Monday, October 02, 2006
Visiting Scholar: Dr. Susan Grayzel
Public Lectures of Dr. Grayzel
Thurs, Oct. 19, “How Can Gender Help Us Understand the History of Modern War,” 11:10 a.m., Wilson Hall 127 (co-sponsored by the Honors Forum)
Thurs., Oct. 19, “Defining the Civilian in Modern War: Women and the Invention of the Home Front in the Great War,” 7:00 p.m., Roberts Recital Hall
Background on Dr. Grayzel:
In October 2006, the UAH History Department is bringing historian Dr. Susan Grayzel to campus in conjunction with HY 390, “Women in Modern European History,” taught by Dr. Molly Johnson. Dr. Grayzel will give two public lectures on women and modern warfare. She will also discuss one of her books, Women and the First World War, with Dr. Johnson’s HY 390 students, who are reading her book as one of their class readings. In addition, she will meet informally with all interested history graduate and undergraduate students for a brown bag lunch.
Dr. Grayzel’s visit will help raise student and community awareness of the interrelationship between the history of the military and modern warfare and the history of women and gender. Gender studies have emerged as an important tool in reinterpreting traditional fields of historical inquiry, and Dr. Grayzel has successfully employed this approach to reinterpret military history, which has been one of the most tradition-bound fields of historical research.

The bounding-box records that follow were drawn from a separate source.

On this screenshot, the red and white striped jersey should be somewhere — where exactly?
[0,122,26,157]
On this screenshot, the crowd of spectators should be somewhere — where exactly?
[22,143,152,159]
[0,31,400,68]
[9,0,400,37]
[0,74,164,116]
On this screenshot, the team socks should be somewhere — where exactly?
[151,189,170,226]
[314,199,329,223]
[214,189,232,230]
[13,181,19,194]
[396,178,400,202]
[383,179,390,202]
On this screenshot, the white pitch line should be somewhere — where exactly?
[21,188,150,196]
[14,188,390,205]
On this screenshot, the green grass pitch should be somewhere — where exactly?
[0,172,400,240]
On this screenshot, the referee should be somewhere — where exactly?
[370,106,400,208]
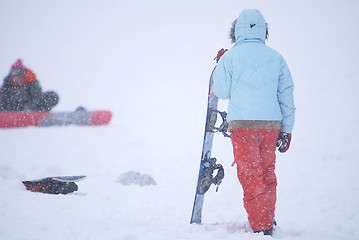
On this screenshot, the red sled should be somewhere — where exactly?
[0,107,112,128]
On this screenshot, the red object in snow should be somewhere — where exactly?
[0,109,112,128]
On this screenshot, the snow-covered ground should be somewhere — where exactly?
[0,0,359,240]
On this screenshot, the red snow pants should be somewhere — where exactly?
[230,129,280,231]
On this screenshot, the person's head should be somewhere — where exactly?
[9,59,36,86]
[9,59,26,86]
[229,9,268,43]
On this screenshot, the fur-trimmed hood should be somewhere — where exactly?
[230,9,268,43]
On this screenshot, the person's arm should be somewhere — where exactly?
[212,51,232,99]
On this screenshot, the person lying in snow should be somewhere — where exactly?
[0,59,59,112]
[213,9,295,235]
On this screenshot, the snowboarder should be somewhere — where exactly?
[0,59,59,112]
[213,9,295,235]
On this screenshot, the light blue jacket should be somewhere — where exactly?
[213,9,295,133]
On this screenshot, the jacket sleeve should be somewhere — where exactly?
[277,58,295,133]
[212,53,232,99]
[26,80,42,109]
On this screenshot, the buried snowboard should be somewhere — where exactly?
[0,107,112,128]
[22,176,86,194]
[190,66,230,224]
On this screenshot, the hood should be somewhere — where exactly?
[234,9,267,42]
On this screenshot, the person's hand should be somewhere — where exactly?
[277,132,292,153]
[214,48,228,63]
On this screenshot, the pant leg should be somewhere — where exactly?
[231,129,273,231]
[260,129,280,219]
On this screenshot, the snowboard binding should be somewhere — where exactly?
[206,109,231,138]
[197,152,224,195]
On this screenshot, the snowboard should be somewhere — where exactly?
[190,68,229,224]
[0,107,112,128]
[22,176,86,194]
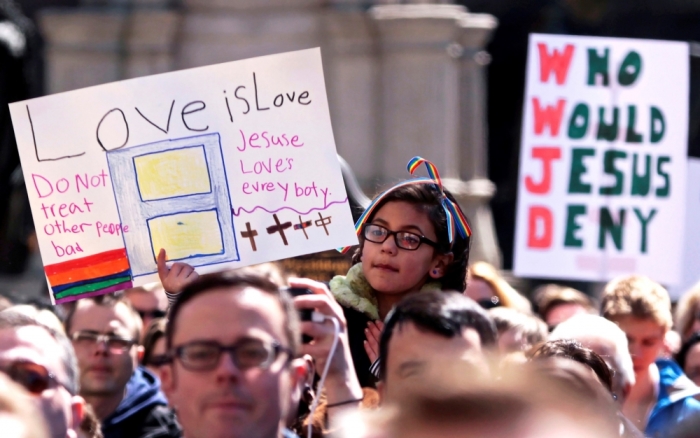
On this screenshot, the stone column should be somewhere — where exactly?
[323,0,381,189]
[176,0,325,69]
[370,4,466,182]
[39,8,126,94]
[455,14,502,267]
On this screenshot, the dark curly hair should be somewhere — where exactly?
[352,183,471,291]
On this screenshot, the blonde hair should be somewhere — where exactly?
[601,275,673,330]
[467,262,532,313]
[535,283,596,319]
[676,282,700,341]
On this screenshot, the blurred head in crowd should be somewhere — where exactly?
[676,283,700,341]
[65,294,143,419]
[676,332,700,386]
[124,282,168,335]
[141,318,168,377]
[352,183,470,297]
[0,373,49,438]
[601,275,673,374]
[78,405,104,438]
[379,291,497,400]
[161,270,306,438]
[528,339,612,394]
[341,361,619,438]
[489,307,547,353]
[0,309,85,438]
[464,262,531,313]
[549,315,635,404]
[535,284,596,331]
[0,295,12,312]
[10,304,65,333]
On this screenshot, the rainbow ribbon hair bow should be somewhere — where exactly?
[338,157,472,254]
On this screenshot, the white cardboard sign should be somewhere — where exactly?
[514,34,689,285]
[10,49,357,302]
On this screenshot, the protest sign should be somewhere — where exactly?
[10,49,357,302]
[514,35,689,284]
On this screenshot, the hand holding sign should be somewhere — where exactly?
[158,249,199,294]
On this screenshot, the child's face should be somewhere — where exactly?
[362,201,446,294]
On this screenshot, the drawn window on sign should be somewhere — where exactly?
[148,210,224,260]
[134,146,211,201]
[107,133,240,277]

Dr. Grayzel has distinguished herself as a historian of twentieth-century Europe, with a special focus on women’s and gender history and the comparative history of Britain and France. She has written two books, Women’s Identities at War: Gender, Motherhood, and Politics in Britain and France during the First World War (University of North Carolina, 1999), and Women and the First World War (Longman, 2002). Women’s Identities at War won the British Council Prize of the North American Conference on British Studies for the best book in the field of nineteenth- and twentieth-century British Studies by a North American author in 2000. Dr. Grayzel has also published numerous articles in journals including the Journal of Modern History, International History Review, Rural History, Journal for Peace and Justice Studies, and Twentieth-Century British History, and she has contributed essays to five edited books. She has also presented papers at numerous conferences including the North American Conference on British Studies, the Berkshire Conference on the History of Women, the Society for French Studies, and the American Historical Association.

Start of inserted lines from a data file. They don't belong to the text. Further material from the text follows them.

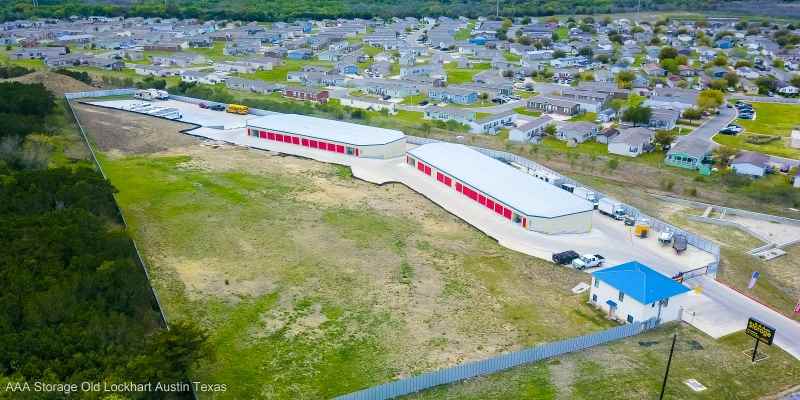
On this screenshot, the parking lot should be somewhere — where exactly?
[89,100,258,129]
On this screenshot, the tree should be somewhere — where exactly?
[683,107,703,119]
[697,89,725,110]
[622,106,653,126]
[658,46,678,60]
[725,72,739,87]
[654,130,677,149]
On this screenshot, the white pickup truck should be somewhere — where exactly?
[572,254,606,269]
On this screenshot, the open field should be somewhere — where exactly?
[404,323,800,400]
[73,104,611,398]
[736,103,800,136]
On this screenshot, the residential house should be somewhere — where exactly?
[731,151,770,178]
[608,127,656,157]
[664,136,713,175]
[556,121,600,143]
[283,87,329,103]
[339,96,397,114]
[428,86,478,104]
[526,95,581,115]
[647,108,681,131]
[508,115,553,143]
[589,261,689,323]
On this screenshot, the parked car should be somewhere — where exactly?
[572,254,606,270]
[553,250,580,265]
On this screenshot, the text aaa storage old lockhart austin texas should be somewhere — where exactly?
[5,382,228,394]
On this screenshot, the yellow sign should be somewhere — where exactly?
[745,318,775,346]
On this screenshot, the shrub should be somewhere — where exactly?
[744,134,781,144]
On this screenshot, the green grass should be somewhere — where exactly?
[404,323,800,400]
[238,60,333,83]
[736,103,800,136]
[453,21,475,41]
[444,62,491,84]
[83,132,620,399]
[569,112,597,122]
[503,51,522,62]
[714,133,800,158]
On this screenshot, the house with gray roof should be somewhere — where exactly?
[608,127,656,157]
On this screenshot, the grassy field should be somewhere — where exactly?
[736,103,800,136]
[404,323,800,400]
[714,133,800,158]
[76,107,611,399]
[444,63,491,85]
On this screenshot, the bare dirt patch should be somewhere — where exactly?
[72,102,197,154]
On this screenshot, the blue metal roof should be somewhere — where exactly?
[592,261,689,304]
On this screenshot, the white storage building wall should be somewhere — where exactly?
[247,114,406,159]
[406,143,594,234]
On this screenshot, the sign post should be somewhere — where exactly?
[744,317,775,362]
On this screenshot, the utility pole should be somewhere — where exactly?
[658,333,678,400]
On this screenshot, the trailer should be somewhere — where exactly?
[597,197,625,221]
[672,234,689,254]
[572,186,599,208]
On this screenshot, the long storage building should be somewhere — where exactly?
[247,114,406,159]
[406,143,594,234]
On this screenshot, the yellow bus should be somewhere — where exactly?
[225,104,250,115]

The history of the air raid and its impact on understandings of gender, heroism, and citizenship in twentieth-century Britain is the focus of Dr. Grayzel’s present research. She is completing a book-length project tentatively entitled “At Home and Under Fire: Gender and the Civilian Experience of Air Warfare in Britain, 1914-1942.”
The History Department would like to thank the Distinguished Speakers Series, sponsored by the Office of the Provost and the Faculty Senate, for helping sponsor Dr. Grayzel’s visit. We also thank the Women’s Studies Program, the Honors Program, and the Office of Continuing Education for providing support.